The National Food Authority (NFA) Council has given a go-signal for
government-to-government procurement of 500,000 metric tons of rice to fill its requirement, even with Thailand yet to renew a supply agreement with Manila.
The plan to enter into bilateral supply contracts with foreign governments came following the failed bidding last August 27. The auction for the import of half-a-million tons of rice failed after all bidders offered prices that exceeded NFA’s budget.
With the G2G scheme, the NFA aims to acquire the supply below current market prices.
According to Presidential Assistant on Food Security and Modernization (PAFSAM) Secretary Pangilinan, the interagency NFA Council has agreed to purchase 500,000 MT of long grain white rice at 25 percent brokens.
“Invitations for Cambodia, Thailand and Vietnam to make an offer [have been]sent,” Pangilinan said, adding that they scheduled the submission of the offers for Monday.
It was, however, unclear as to why PAFSAM and the NFA allowed
Thailand to participate in the bidding when its supply agreement with the Philippine government has not been renewed.

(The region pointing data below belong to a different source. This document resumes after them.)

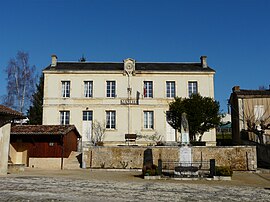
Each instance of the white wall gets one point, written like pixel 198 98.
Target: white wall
pixel 53 102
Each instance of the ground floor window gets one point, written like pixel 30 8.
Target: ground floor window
pixel 148 119
pixel 110 119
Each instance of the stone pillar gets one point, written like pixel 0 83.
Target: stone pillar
pixel 4 147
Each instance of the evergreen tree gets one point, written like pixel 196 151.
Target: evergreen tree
pixel 35 111
pixel 202 114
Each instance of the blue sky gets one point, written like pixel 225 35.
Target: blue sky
pixel 235 35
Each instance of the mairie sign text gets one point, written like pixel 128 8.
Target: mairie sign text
pixel 129 102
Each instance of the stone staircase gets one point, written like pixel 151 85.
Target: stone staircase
pixel 73 161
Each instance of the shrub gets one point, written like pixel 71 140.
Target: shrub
pixel 150 170
pixel 223 171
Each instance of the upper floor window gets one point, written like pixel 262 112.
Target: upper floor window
pixel 170 89
pixel 87 115
pixel 65 88
pixel 192 88
pixel 110 119
pixel 148 89
pixel 110 88
pixel 148 119
pixel 88 89
pixel 64 117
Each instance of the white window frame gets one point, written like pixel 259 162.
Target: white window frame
pixel 64 117
pixel 65 89
pixel 88 88
pixel 192 88
pixel 111 89
pixel 110 119
pixel 148 89
pixel 148 119
pixel 170 89
pixel 87 115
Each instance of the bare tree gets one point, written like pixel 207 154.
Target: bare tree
pixel 257 120
pixel 98 133
pixel 21 80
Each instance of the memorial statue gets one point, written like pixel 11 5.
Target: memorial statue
pixel 184 129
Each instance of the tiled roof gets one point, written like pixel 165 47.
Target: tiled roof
pixel 43 130
pixel 8 111
pixel 144 67
pixel 253 93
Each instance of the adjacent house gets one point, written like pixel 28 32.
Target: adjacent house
pixel 250 110
pixel 43 146
pixel 126 97
pixel 6 117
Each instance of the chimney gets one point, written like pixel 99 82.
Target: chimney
pixel 54 60
pixel 236 88
pixel 203 61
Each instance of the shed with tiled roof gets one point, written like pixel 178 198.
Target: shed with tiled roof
pixel 43 141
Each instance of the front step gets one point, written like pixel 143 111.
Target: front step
pixel 73 161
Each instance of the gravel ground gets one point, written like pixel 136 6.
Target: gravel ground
pixel 96 185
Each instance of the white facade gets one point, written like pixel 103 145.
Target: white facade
pixel 127 97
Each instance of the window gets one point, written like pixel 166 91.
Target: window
pixel 51 144
pixel 88 88
pixel 110 88
pixel 192 88
pixel 170 89
pixel 148 119
pixel 110 119
pixel 258 112
pixel 64 117
pixel 65 88
pixel 148 89
pixel 87 115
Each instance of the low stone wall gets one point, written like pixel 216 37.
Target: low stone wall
pixel 132 157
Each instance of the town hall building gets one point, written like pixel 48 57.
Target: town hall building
pixel 126 97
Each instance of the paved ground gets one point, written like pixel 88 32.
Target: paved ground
pixel 98 185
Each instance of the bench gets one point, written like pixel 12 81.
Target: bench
pixel 187 170
pixel 130 138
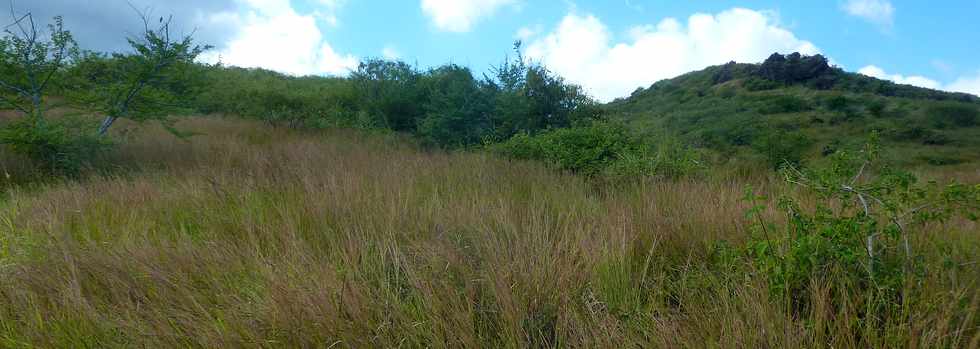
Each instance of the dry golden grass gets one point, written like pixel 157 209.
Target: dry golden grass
pixel 258 237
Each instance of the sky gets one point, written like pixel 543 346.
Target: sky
pixel 610 47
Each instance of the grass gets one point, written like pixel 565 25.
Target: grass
pixel 258 237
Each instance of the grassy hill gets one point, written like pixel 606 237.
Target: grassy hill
pixel 253 236
pixel 800 108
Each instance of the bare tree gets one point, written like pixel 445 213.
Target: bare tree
pixel 29 61
pixel 157 53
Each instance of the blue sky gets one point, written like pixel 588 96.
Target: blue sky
pixel 610 47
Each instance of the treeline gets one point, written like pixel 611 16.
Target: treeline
pixel 446 106
pixel 519 109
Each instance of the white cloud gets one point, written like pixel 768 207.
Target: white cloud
pixel 526 33
pixel 967 84
pixel 390 53
pixel 272 35
pixel 460 15
pixel 880 12
pixel 920 81
pixel 582 49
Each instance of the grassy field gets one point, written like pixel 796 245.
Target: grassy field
pixel 261 237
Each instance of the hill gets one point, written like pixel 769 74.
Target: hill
pixel 254 236
pixel 798 108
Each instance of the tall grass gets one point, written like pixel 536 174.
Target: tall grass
pixel 257 237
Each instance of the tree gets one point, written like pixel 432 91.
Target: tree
pixel 458 111
pixel 29 62
pixel 531 99
pixel 149 83
pixel 390 91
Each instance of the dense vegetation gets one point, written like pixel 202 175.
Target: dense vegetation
pixel 794 108
pixel 403 206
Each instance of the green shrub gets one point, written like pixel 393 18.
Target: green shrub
pixel 586 149
pixel 858 233
pixel 946 114
pixel 605 149
pixel 783 104
pixel 782 147
pixel 59 148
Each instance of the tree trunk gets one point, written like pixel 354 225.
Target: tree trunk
pixel 104 128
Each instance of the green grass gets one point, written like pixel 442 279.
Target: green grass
pixel 260 237
pixel 731 118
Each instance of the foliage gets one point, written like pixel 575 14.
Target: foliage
pixel 458 111
pixel 30 61
pixel 946 114
pixel 603 148
pixel 859 229
pixel 150 83
pixel 61 147
pixel 782 148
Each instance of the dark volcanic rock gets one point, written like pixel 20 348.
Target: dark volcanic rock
pixel 796 68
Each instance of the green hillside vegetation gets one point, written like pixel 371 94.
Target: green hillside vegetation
pixel 796 108
pixel 148 200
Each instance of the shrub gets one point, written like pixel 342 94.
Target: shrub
pixel 605 149
pixel 858 233
pixel 586 149
pixel 783 104
pixel 782 147
pixel 945 114
pixel 59 148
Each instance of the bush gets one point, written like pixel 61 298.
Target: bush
pixel 947 114
pixel 857 235
pixel 783 104
pixel 782 148
pixel 604 149
pixel 59 148
pixel 586 149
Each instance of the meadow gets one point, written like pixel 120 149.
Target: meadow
pixel 250 235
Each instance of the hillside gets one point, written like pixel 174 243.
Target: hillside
pixel 253 236
pixel 800 108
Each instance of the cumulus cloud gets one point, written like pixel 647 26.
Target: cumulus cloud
pixel 583 50
pixel 390 53
pixel 920 81
pixel 526 33
pixel 460 15
pixel 272 35
pixel 104 25
pixel 880 12
pixel 965 84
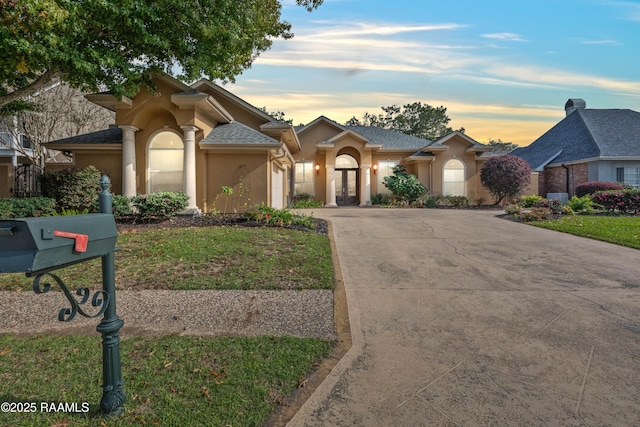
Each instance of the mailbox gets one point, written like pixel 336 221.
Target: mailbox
pixel 33 245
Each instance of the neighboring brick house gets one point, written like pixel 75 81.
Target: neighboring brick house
pixel 587 145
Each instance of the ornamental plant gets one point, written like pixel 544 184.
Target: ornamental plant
pixel 505 176
pixel 404 185
pixel 588 188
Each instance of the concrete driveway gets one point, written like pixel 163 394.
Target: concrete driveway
pixel 462 318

Department of Foreign Affairs (DFA) spokesperson Charles Jose, citing records by its Geographic Office, said that as of Tuesday, the executive agreement on rice purchase with Thailand has not yet been signed. A government-to-government transaction requires an existing executive agreement for a country to participate in the bidding of the rice.
But political crisis in Thailand continues to paralyze its government’s functions, including the much-needed Congress approval for the renewal of trade agreements. An NFA source earlier said that conducting a bilateral agreement, without Thailand, would result in Vietnam’s state-run grains supplier being the runaway winner.
“We are also not sure if we can get a better price offer,” the source said.
Pangilinan declined comment on the issue, saying, “we will limit our responses to the statement.”
The NFA has resorted to a G2G transaction after the failed tender, which was participated in by major industry players in the world market—including Vinafood I, Vinafood II, LG International Corp, and Louis Dreyfus Corp.
The state-run grains agency announced that all bid offers were non-responsive after the bidders submitted prices that were higher than the $456.60 per MT approved budget for the contract (ABC).
It was the first time the NFA has announced a failure of bidding.